From yours and other comments here, perhaps it's not an issue???
Nope, not at all. My bike charges perfectly at 14.4v. At idle it's 12.7-ish and the headlight is dim. Soon as I rev the engine it get bright. Perfectly normal.
 
Nope, not at all. My bike charges perfectly at 14.4v. At idle it's 12.7-ish and the headlight is dim. Soon as I rev the engine it get bright. Perfectly normal.
Many thanks, Jim.

However, there's still that (new) fuse issue. Although it may not be required to measure system volts (at the battery), something obviously changed or got damaged between the time the engine continued to run w/o the fuse and, now, where the engine stops as soon as it's disconnected. Any thoughts as to what component to check/point the finger at (the fuse itself is fine)?
 
Many thanks, Jim.

However, there's still that (new) fuse issue. Although it may not be required to measure system volts (at the battery), something obviously changed or got damaged between the time the engine continued to run w/o the fuse and, now, where the engine stops as soon as it's disconnected. Any thoughts as to what component to check/point the finger at?
Well, as I said your charge is a little on the low side. Acceptable, but low. Perhaps it's now low enough that it won't sustain the ignition at idle.
Try setting your idle up to about 2500rpm and then pull the fuse. See if it stays running?
 
Scenario: if idle voltage is a little low (~11 VDC) and the key switch has a little extra voltage drop (perhaps 1VDC), now the coil is seeing <10VDC and not enough spark to stay running:shrug:
 
Well, as I said your charge is a little on the low side. Acceptable, but low. Perhaps it's now low enough that it won't sustain the ignition at idle.
Try setting your idle up to about 2500rpm and then pull the fuse. See if it stays running?
As the bike's been winterized, I won't be able to re-check the fuse-pulling at 2500RPM 'til spring. But I'll definitely do that.
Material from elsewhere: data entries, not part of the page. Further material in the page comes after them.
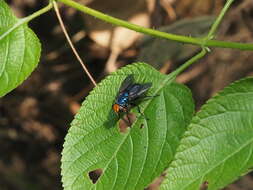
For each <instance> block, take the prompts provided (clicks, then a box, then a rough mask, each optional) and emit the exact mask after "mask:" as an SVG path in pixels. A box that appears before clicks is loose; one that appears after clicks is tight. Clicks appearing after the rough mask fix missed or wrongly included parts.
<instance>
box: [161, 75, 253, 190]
mask: <svg viewBox="0 0 253 190" xmlns="http://www.w3.org/2000/svg"><path fill="white" fill-rule="evenodd" d="M252 152H253V78H247V79H243V80H240V81H238V82H235V83H234V84H232V85H230V86H228V87H227V88H225V89H224V90H223V91H222V92H220V93H219V94H218V95H217V96H215V97H213V98H212V99H211V100H210V101H208V103H207V104H206V105H204V106H203V108H202V109H201V111H200V112H198V113H197V115H196V116H195V117H194V118H193V120H192V122H191V124H190V126H189V130H188V131H187V132H186V133H185V135H184V138H183V139H182V141H181V142H180V146H179V148H178V150H177V153H176V156H175V160H174V161H173V162H172V164H171V166H170V167H169V169H168V171H169V172H168V176H167V179H166V180H165V181H164V183H163V185H162V188H161V189H166V190H171V189H173V190H196V189H199V187H200V184H202V183H203V182H204V181H207V182H208V183H209V186H208V187H209V188H208V190H215V189H220V188H222V187H224V186H226V185H227V184H229V183H231V182H232V181H234V180H235V179H237V178H238V176H240V175H243V174H244V173H246V172H248V171H249V169H250V168H252V166H253V154H252Z"/></svg>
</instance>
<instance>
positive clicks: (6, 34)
mask: <svg viewBox="0 0 253 190" xmlns="http://www.w3.org/2000/svg"><path fill="white" fill-rule="evenodd" d="M52 7H53V6H52V4H51V3H49V4H48V5H47V6H46V7H44V8H42V9H40V10H38V11H36V12H35V13H33V14H31V15H29V16H27V17H24V18H21V19H19V20H18V22H16V23H15V24H14V25H13V26H12V27H11V28H9V29H8V30H7V31H6V32H4V33H3V34H2V35H0V40H2V39H4V38H5V37H6V36H8V35H9V34H10V33H11V32H12V31H13V30H15V29H16V28H18V27H19V26H21V25H23V24H26V23H28V22H29V21H31V20H32V19H34V18H36V17H38V16H40V15H42V14H43V13H45V12H47V11H49V10H50V9H51V8H52Z"/></svg>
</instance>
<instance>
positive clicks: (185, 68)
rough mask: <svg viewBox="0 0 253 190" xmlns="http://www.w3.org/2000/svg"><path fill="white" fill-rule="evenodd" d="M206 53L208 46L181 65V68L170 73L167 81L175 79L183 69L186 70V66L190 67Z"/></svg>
mask: <svg viewBox="0 0 253 190" xmlns="http://www.w3.org/2000/svg"><path fill="white" fill-rule="evenodd" d="M206 53H207V50H206V48H202V50H201V51H200V52H199V53H198V54H197V55H195V56H193V57H192V58H191V59H189V60H188V61H186V62H185V63H184V64H183V65H181V66H180V67H179V68H177V69H176V70H175V71H173V72H172V73H170V74H169V75H168V78H167V80H166V81H169V80H171V79H175V78H176V77H177V75H178V74H180V73H181V72H182V71H184V70H185V69H186V68H188V67H189V66H190V65H191V64H193V63H194V62H196V61H198V60H199V59H201V58H202V57H204V56H205V55H206Z"/></svg>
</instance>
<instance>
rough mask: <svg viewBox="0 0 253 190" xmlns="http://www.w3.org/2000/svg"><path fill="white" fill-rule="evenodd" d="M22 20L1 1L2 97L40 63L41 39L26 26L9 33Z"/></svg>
mask: <svg viewBox="0 0 253 190" xmlns="http://www.w3.org/2000/svg"><path fill="white" fill-rule="evenodd" d="M21 20H22V19H18V18H16V17H15V16H14V15H13V13H12V12H11V10H10V9H9V7H8V5H7V4H6V3H5V2H4V1H3V0H1V1H0V97H1V96H4V95H5V94H6V93H8V92H10V91H11V90H13V89H14V88H16V87H17V86H18V85H19V84H20V83H22V82H23V81H24V80H25V79H26V78H27V77H28V76H29V75H30V74H31V72H32V71H33V70H34V69H35V67H36V66H37V64H38V61H39V57H40V51H41V47H40V42H39V39H38V38H37V37H36V35H35V34H34V33H33V31H32V30H30V29H29V27H28V26H27V25H26V24H22V25H20V26H19V27H17V28H16V29H15V30H13V31H11V32H8V31H9V30H10V28H11V27H13V26H14V25H16V24H17V23H18V22H20V21H21Z"/></svg>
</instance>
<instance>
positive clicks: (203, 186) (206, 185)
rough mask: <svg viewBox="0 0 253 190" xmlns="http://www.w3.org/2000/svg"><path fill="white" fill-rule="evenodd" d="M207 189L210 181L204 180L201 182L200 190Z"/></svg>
mask: <svg viewBox="0 0 253 190" xmlns="http://www.w3.org/2000/svg"><path fill="white" fill-rule="evenodd" d="M207 189H208V181H204V182H203V183H202V184H201V186H200V188H199V190H207Z"/></svg>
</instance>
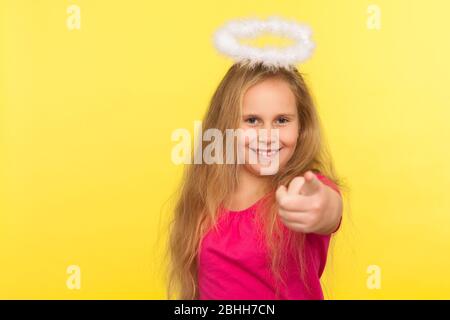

In the meantime, I do know that it was holding idle just fine before I shut it off for the winterizing over this past weekend. Again, the only problems were the dimming headlight (at idle) and the (new) fuse issue. Otherwise, she idles like a (happy) kitten and makes birds wish they drove Yamahas. :)
 
Scenario: if idle voltage is a little low (~11 VDC) and the key switch has a little extra voltage drop (perhaps 1VDC), now the coil is seeing <10VDC and not enough spark to stay running:shrug:
I think 11VDC is ALOT low. At that point, the LED charging indicator would be in the red, which I've never seen.
I'm pretty confident the idling volts wouldn't drop below 12V unless she were to sit for an extended period with the headlight high-beam on.